I am woken up the next morning by Mrs. Ikua to say goodbye, as she must head off be to at church for 6:45, ironically what I would consider an ungodly hour. I have a breakfast of fresh fruit with Ikua’s daughter, Angela, and we talk about development work and her schooling for some time. Before I know it, and feeling as though I had only just woken up, Issac is knocking on the front door and it is time to leave. I say my goodbyes to Angela and find myself in the front seat of Issac’s car once again. We are both fairly talkative, despite both of us being half asleep, until at one point Issac goes quiet and starts pulling to the side of the road. Before I really have a chance to as any questions, he is saying “my mistake, my mistake, so sorry, so sorry” and explains how his car is totally out of gas. He explains he will be right back as he is leaving the car with an extra jerry can in hand and begins walking down the highway. While there was definitely some amusement to be had from this situation, I can tell you that being along in a car on the side of the highway with people walking past, staring at you, is not how I typically like to start my day.

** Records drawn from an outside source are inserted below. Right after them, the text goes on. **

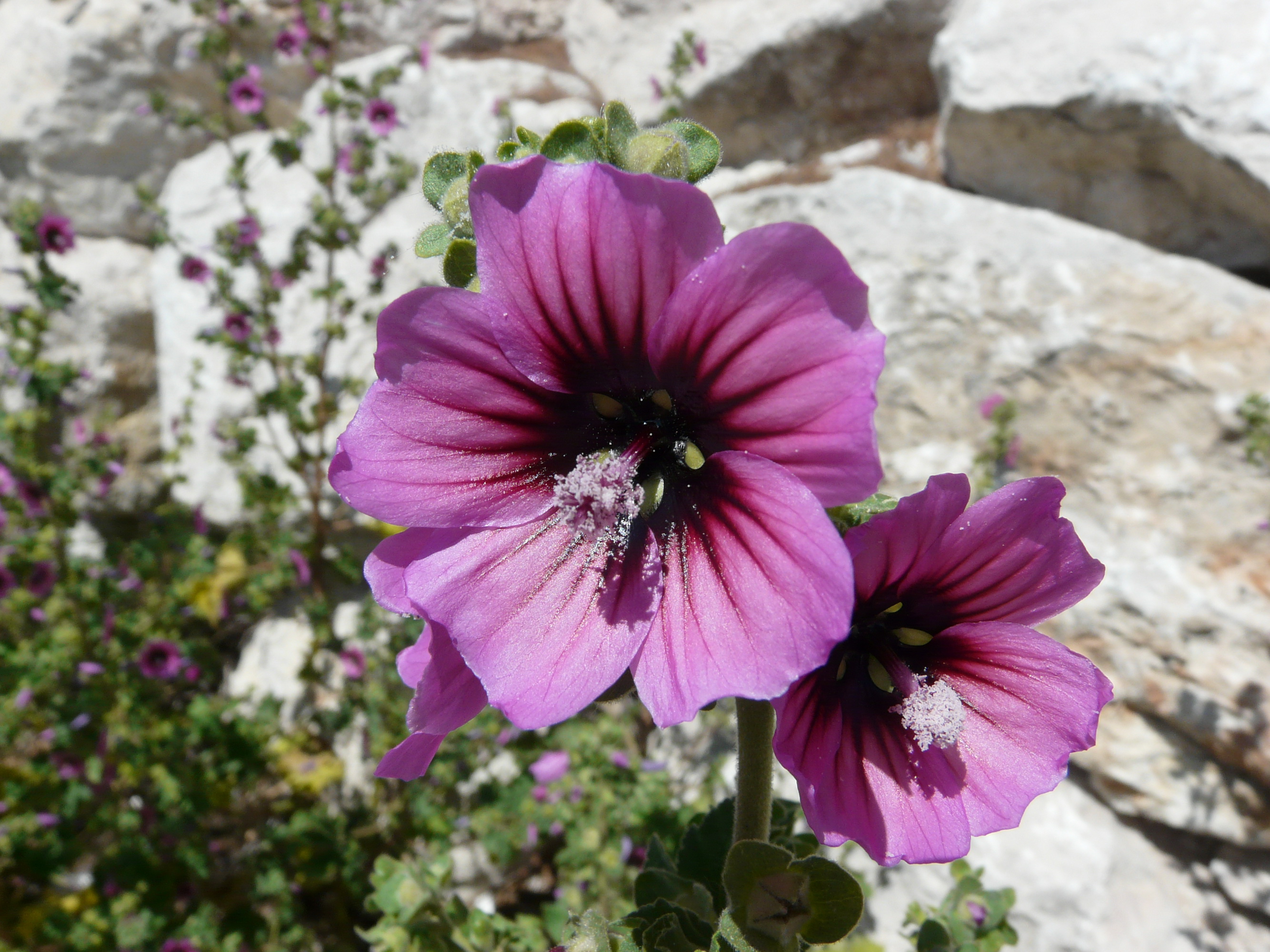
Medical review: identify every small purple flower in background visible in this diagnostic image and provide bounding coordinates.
[339,645,366,680]
[137,638,181,679]
[330,156,884,729]
[773,475,1111,866]
[234,215,260,248]
[227,66,264,116]
[180,255,212,284]
[36,215,75,255]
[225,312,251,344]
[366,99,398,136]
[27,562,57,598]
[287,548,314,585]
[530,750,569,783]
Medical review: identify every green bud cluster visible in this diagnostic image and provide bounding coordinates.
[414,101,721,291]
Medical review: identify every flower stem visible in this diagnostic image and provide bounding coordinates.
[731,697,776,843]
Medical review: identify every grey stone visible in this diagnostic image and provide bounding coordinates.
[932,0,1270,268]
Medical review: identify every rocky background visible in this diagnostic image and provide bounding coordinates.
[0,0,1270,952]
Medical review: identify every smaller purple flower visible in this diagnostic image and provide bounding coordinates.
[137,638,181,679]
[530,750,569,783]
[27,562,57,598]
[227,74,264,116]
[234,215,260,248]
[225,312,251,344]
[36,215,75,255]
[180,255,212,284]
[339,646,366,680]
[287,548,314,585]
[366,99,400,136]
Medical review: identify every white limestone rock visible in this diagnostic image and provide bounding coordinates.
[564,0,948,165]
[719,169,1270,845]
[932,0,1270,268]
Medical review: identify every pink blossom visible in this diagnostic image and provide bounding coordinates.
[773,475,1111,866]
[530,750,569,783]
[180,255,212,284]
[137,638,184,680]
[340,162,883,729]
[366,99,399,136]
[227,75,264,116]
[36,215,75,255]
[339,645,366,680]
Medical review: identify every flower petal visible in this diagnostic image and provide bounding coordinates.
[405,518,662,729]
[931,622,1112,836]
[649,223,885,505]
[375,734,446,781]
[398,622,488,734]
[330,288,593,526]
[470,156,723,392]
[631,451,852,727]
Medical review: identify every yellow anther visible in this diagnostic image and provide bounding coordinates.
[683,443,706,470]
[895,628,931,647]
[590,394,626,420]
[869,655,895,693]
[639,472,666,519]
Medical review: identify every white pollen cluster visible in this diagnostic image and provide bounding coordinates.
[555,453,644,542]
[890,680,965,750]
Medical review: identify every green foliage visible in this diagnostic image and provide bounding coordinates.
[904,859,1019,952]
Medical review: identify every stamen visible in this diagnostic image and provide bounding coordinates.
[555,449,647,542]
[890,679,965,750]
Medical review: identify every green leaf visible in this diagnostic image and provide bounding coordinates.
[440,238,476,288]
[423,152,469,212]
[541,119,602,162]
[662,119,723,183]
[675,797,734,912]
[414,221,453,258]
[824,493,899,532]
[790,855,865,944]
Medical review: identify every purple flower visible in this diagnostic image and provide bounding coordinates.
[225,312,251,344]
[287,548,314,585]
[375,622,486,781]
[36,215,75,255]
[366,99,398,136]
[234,215,260,248]
[137,638,181,679]
[773,475,1111,866]
[530,750,569,783]
[339,646,366,680]
[27,562,57,598]
[227,74,264,116]
[180,255,212,284]
[340,162,883,729]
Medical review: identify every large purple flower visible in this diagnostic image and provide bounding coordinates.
[330,156,883,727]
[773,475,1111,866]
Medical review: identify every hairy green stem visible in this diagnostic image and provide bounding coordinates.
[731,697,776,843]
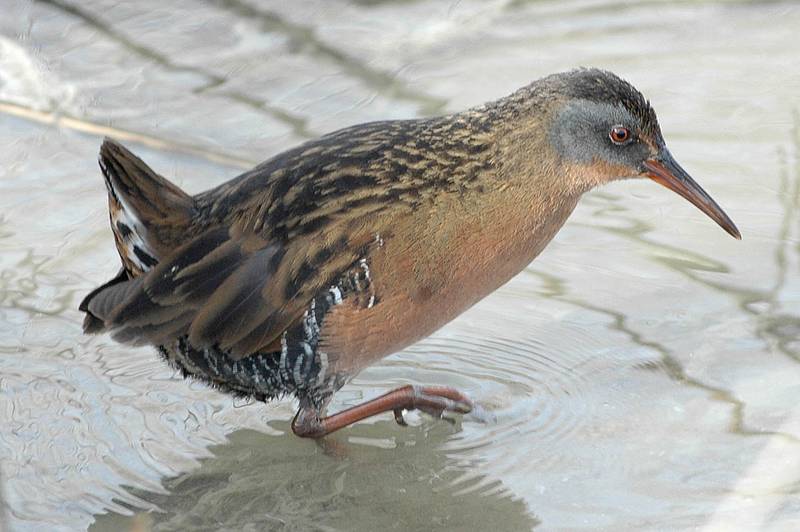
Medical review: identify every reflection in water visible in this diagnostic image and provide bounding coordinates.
[90,421,536,531]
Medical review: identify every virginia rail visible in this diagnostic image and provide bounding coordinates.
[80,69,740,437]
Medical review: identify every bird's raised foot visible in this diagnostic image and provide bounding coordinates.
[292,385,474,438]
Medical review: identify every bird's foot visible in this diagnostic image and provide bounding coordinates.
[394,385,475,427]
[292,385,475,438]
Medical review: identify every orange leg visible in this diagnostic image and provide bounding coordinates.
[292,385,473,438]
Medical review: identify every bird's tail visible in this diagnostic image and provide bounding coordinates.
[79,139,195,332]
[100,139,195,277]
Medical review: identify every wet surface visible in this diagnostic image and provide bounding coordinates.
[0,0,800,530]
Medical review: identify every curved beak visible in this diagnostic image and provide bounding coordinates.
[641,148,742,240]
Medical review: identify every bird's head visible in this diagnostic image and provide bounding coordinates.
[542,69,741,238]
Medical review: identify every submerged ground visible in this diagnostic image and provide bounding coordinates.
[0,0,800,530]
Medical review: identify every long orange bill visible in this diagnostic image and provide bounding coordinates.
[642,148,742,240]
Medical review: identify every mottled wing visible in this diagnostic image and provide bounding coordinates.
[82,222,356,358]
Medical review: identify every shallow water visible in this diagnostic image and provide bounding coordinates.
[0,0,800,530]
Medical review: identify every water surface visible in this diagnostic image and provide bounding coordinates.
[0,0,800,530]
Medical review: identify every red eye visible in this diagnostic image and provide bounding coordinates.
[608,126,631,144]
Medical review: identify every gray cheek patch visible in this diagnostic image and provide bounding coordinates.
[550,100,638,164]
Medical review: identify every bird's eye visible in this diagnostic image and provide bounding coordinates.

I don’t know what it is I thought might happen, perhaps just expecting the unexpected, but I tell you that time slowed right down to a crawl. Sure enough, only 15 minutes later there is Issac, with a can full of gas, asking me why I look so worried.
As we pull into the airport it would seem that there is enough time for one more lesson in police corruption. As we pull up to a police check, Issac is asked to exit the vehicle and to open the trunk. Words are exchanged, the officers look satisfied and Issac hops back into the car and we are back on our way. He explains that this was just the same situation as the night before, except that this time is was much more discreet. In this case, you can’t exchange the money out in the open, but rather much place it in the trunk as the officer goes to ‘inspect’ it. I tell you, the life of a taxi driver is not an easy one.
Soon enough I am aboard my flight to Kisumu, where I get to have a fascinating conversation with a CDC worker from Atlanta Georgia for the entire 40 minute duration of the flight. Walking out of the Kisumu airport I can see one man with a huge smile on his face looking right at me. I then meet CES Kenya patron, ex diplomat and my new mentor, Mr. Malik Khaemba. We hop into his truck and begin our journey into the next 6 months of my life.